Beware of Holiday Scams

According to the FBI Internet Crime Report, Americans lost over $10.2 billion to cyber-enabled fraud, including $107 million to spoofing in 2022. Even savvy people can be caught by sophisticated schemes. Don’t be a victim; here are some common types of threats you should know about.


Spoofing is when online scammers message you, posing as a trusted vendor you know. They use email, social media, texts and other messages to lure people to fake stores that steal your money, credit card details, or personal information. Don’t click on any URL that looks slightly odd.

If your business has been spoofed, warn your customers to be on the lookout. Then, ensure that they have access to your website, email and shipping information.


You may receive a message claiming your package has been delayed and you must pay a fee to have it delivered. Think before you click.

The post office and other delivery services usually leave a note in your mailbox or at your door, rather than send a message. So, unless you expect a package and are positive that you recognize the sender, delete the message. Generally, if you are surprised by messages, or receive one that does not seem right, it is probably a scam.

Keep Your Business Safe From Fraud

Sadly, fraudsters are continually looking for ways to make a quick buck at your company’s expense, so make sure you’re taking steps to protect your business from all types of threats.


Preventing fraud from the inside involves ensuring employees’ duties are adequately segregated. Make sure that more than one person has responsibility for each process. And consider requiring vacations. That will give you a chance to complete an audit in an employee’s absence to ensure everything is working as intended.


Outsiders can take control of your entire network, knocking you offline and locking you out of your files until you pay them a fee. Protect your company from cyber fraud by using secure and private internet connections. When employees travel, provide them with data hotspots, so they don’t need to rely on public internet options. And keep all software, firewalls, and antivirus software updated to prevent hacks and ransom attacks.


Protecting your office goes beyond the cybersphere. Having a secure entry system helps to keep unwanted visitors out. Consider limiting employees’ access to sensitive areas. For example, allowing only IT managers access to the server room.

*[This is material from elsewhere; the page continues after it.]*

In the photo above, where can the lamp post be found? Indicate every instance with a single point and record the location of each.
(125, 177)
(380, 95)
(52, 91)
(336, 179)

Take a look at how your sensitive documents are stored. Human resources and accounting should have locking file cabinets to secure private information and, ideally, you should have locking offices for those employees.


No precaution is foolproof, and that’s why having adequate insurance is a must. Business crime, identity theft, and cyber threat insurance may prove invaluable should your company become a victim.

You may be able to secure these policies as add-ons to your general liability policy, so speak with your insurance agent to ensure you have the right coverage for your company.